How Smart Are Reasoning Models in 2025?

The Future of LLMs

How Smart Are Reasoning Models in 2025?

Watch the video!

Imagine you open ChatGPT and ask the old strawberry question: “How many R’s are in the word strawberry?”

Two years ago, the model would shrug, hallucinate, or — if you were lucky — guess correctly half the time. Today, with the shiny new “reasoning” models, you press Enter and watch the system think. You actually see it spelling s-t-r-a-w-b-e-r-r-y, counting the letters, and then calmly replying “three”. It feels almost magical, as if the model suddenly discovered arithmetic. Spoiler: it didn’t. It has just learned to spend more tokens before it answers you. And it can afford that luxury because the raw capacity underneath has already ballooned from the 117 M-parameter GPT-2 (1.5 B in its largest flavour) that munched on eight billion WebText tokens to trillion-parameter giants trained on roughly 15 trillion tokens — essentially the entire readable web — spread across clusters of tens of thousands of H100 GPUs.

That tiny detour is the heart of the newest wave in large-language-model research. For years, we lived by one rule — scaling laws. Principles where the more we push them to their limit, the better the results are. More model parameters plus more data equals more skills. Bigger bucket, bigger pile of internet, better performance. But buckets don’t grow forever: we’re scraping the bottom of the web, and GPUs are melting data-centre walls. It seems like we are going into what many researchers call a “pre-training plateau.”
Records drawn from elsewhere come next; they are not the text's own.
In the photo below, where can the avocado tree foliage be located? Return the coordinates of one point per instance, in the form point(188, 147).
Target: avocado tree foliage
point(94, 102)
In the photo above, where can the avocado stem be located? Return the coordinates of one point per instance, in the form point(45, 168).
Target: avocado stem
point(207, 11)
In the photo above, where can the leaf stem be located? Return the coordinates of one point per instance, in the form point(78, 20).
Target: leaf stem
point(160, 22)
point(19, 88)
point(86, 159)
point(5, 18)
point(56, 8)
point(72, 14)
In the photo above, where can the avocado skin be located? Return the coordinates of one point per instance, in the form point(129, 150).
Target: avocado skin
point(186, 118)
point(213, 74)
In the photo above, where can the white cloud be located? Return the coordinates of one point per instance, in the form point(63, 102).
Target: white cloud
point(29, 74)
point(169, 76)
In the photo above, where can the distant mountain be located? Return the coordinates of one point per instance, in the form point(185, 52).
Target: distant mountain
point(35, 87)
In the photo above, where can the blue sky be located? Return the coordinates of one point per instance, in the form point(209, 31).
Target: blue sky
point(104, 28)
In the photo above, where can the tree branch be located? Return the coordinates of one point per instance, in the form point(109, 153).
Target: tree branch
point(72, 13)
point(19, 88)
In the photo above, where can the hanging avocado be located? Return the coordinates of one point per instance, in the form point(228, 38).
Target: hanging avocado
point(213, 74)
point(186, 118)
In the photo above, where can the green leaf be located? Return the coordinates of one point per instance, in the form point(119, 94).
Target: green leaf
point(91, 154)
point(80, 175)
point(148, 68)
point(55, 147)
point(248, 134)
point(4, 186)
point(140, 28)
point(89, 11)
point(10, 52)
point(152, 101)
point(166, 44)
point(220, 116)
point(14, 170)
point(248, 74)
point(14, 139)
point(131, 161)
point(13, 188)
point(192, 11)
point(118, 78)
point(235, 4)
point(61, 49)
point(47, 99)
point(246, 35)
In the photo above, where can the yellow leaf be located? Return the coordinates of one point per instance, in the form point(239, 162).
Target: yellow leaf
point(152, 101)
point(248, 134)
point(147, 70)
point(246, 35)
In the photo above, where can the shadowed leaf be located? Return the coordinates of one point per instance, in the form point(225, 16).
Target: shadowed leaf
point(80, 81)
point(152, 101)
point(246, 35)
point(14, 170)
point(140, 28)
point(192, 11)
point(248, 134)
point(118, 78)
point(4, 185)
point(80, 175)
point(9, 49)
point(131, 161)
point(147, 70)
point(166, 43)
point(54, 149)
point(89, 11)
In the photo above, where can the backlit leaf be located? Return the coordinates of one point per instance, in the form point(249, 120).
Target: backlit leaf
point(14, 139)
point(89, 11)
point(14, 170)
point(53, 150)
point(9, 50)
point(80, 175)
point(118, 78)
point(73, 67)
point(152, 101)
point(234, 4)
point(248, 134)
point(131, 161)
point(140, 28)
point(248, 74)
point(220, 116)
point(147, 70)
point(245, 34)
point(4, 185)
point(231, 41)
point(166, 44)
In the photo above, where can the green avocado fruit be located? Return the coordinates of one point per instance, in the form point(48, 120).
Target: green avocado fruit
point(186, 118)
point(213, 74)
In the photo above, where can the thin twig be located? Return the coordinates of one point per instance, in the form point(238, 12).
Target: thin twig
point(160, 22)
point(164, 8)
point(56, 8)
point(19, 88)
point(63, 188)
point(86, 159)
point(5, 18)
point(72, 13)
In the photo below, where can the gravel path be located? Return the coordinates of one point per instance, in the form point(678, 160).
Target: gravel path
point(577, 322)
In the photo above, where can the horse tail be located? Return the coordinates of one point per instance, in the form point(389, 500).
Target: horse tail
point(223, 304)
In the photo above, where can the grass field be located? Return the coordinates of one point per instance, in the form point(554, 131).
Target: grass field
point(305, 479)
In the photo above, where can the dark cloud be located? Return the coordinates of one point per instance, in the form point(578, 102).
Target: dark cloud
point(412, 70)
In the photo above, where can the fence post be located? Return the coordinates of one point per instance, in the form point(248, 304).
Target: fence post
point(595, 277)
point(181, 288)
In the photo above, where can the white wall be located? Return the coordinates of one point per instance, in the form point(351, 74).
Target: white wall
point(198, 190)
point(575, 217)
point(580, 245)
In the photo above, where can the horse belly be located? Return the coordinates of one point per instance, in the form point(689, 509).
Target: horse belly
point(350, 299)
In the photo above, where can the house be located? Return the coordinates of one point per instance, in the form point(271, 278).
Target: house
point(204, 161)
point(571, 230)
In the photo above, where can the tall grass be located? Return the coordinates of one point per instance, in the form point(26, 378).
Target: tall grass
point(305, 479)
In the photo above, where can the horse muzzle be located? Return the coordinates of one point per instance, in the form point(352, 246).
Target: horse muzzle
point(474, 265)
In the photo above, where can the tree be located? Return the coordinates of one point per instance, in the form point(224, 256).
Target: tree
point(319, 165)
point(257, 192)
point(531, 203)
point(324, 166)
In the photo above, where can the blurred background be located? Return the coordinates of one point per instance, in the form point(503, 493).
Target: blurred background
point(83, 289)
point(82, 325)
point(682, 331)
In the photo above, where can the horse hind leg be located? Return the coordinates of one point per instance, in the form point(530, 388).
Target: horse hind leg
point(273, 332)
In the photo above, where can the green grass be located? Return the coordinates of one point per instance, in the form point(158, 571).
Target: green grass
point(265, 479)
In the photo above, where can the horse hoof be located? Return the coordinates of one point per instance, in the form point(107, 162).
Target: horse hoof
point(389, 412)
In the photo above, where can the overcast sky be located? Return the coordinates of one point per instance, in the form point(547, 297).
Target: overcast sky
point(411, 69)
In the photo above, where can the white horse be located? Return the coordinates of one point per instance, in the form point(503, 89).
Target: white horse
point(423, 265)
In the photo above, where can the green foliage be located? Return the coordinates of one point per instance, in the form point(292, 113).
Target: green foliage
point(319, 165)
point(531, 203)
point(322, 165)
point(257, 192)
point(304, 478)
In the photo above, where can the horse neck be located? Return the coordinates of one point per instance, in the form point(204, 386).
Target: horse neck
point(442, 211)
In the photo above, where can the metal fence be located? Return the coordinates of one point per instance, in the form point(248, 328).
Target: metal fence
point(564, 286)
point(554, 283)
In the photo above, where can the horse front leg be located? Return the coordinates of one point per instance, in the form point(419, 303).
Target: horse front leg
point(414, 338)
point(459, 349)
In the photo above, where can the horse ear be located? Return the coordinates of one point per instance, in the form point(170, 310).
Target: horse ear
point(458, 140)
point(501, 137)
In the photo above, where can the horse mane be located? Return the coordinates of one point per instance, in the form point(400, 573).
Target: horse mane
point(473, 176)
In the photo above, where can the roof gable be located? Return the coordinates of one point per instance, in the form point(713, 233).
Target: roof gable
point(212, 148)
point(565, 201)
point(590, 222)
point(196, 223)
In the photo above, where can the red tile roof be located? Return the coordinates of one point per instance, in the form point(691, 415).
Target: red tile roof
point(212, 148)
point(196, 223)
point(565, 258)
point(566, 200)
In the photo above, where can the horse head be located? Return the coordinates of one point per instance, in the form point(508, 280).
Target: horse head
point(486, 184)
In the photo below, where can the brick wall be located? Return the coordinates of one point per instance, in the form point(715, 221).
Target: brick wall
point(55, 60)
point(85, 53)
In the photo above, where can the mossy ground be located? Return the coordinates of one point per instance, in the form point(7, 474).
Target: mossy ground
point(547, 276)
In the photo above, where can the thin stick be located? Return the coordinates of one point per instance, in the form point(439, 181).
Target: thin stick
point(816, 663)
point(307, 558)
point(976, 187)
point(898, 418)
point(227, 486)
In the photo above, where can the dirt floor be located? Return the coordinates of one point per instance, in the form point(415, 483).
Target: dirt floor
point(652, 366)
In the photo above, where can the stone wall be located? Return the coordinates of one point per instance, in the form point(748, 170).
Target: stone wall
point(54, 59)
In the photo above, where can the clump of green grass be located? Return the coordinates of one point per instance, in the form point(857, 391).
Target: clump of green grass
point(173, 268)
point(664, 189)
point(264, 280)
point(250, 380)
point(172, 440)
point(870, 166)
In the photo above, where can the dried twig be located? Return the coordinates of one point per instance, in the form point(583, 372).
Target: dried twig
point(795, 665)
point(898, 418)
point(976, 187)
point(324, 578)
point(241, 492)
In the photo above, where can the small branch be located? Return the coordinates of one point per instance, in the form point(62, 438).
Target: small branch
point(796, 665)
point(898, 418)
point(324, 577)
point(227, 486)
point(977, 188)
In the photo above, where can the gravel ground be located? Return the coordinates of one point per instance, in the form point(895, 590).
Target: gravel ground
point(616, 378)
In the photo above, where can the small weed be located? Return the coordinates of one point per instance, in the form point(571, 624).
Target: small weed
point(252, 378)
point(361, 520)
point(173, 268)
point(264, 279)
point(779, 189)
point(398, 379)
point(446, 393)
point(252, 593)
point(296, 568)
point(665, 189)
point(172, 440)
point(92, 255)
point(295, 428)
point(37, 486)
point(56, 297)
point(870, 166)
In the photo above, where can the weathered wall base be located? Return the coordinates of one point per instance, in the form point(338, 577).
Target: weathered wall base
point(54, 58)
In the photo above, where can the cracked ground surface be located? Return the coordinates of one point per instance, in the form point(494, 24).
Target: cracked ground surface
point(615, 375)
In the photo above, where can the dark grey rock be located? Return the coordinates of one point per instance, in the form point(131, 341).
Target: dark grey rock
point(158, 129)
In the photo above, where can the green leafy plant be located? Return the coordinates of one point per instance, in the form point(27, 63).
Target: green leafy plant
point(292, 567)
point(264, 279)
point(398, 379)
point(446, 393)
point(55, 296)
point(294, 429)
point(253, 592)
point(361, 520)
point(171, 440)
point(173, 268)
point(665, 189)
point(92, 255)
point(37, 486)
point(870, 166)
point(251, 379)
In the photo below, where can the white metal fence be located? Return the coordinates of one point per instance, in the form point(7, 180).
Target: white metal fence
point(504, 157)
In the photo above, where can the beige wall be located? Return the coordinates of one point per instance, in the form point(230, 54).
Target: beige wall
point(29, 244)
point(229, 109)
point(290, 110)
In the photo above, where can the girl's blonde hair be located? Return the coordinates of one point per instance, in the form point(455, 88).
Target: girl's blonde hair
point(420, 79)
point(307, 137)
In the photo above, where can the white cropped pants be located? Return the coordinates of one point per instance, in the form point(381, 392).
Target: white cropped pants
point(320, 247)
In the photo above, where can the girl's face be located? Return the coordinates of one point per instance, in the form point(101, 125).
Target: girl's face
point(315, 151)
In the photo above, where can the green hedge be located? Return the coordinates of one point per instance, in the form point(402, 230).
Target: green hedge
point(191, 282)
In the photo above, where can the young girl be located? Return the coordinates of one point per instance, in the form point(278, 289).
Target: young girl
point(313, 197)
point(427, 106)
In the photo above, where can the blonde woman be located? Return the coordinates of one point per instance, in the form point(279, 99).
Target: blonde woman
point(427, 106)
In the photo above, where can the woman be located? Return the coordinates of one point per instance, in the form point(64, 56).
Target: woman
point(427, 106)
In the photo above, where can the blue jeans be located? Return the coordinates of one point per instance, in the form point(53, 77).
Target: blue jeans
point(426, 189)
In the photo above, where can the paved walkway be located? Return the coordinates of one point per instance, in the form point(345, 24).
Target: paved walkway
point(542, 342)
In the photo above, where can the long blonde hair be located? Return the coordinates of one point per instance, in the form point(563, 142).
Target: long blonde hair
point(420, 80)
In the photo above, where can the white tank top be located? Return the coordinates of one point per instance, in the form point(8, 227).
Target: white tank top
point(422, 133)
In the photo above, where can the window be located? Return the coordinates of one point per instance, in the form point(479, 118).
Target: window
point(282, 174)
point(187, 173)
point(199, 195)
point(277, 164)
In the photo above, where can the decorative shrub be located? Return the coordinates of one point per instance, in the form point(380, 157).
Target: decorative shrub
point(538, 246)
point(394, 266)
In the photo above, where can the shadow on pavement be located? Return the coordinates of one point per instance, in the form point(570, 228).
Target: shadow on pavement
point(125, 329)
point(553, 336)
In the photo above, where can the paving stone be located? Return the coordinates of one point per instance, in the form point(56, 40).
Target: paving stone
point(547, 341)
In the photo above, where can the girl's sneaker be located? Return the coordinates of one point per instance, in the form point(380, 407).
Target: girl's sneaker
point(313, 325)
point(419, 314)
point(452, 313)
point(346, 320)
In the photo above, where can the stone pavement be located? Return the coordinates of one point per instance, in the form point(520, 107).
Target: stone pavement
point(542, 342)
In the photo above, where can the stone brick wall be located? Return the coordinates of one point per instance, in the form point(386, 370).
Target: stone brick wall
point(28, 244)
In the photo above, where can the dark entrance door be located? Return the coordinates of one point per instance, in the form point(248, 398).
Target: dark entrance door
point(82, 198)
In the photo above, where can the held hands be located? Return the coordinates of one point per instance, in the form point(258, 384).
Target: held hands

So, instead of tackling the consciousness issue, researchers turned around and asked, “What if we can’t scale the model any further? Could we scale the answer time instead?”

And here, reasoning models were born: same neural guts, same weights, but a new inference-time scaling law — more compute after the user clicks send with the hypothesis that if the results are good enough, we, the users, will be fine with waiting a few seconds, minutes or even more.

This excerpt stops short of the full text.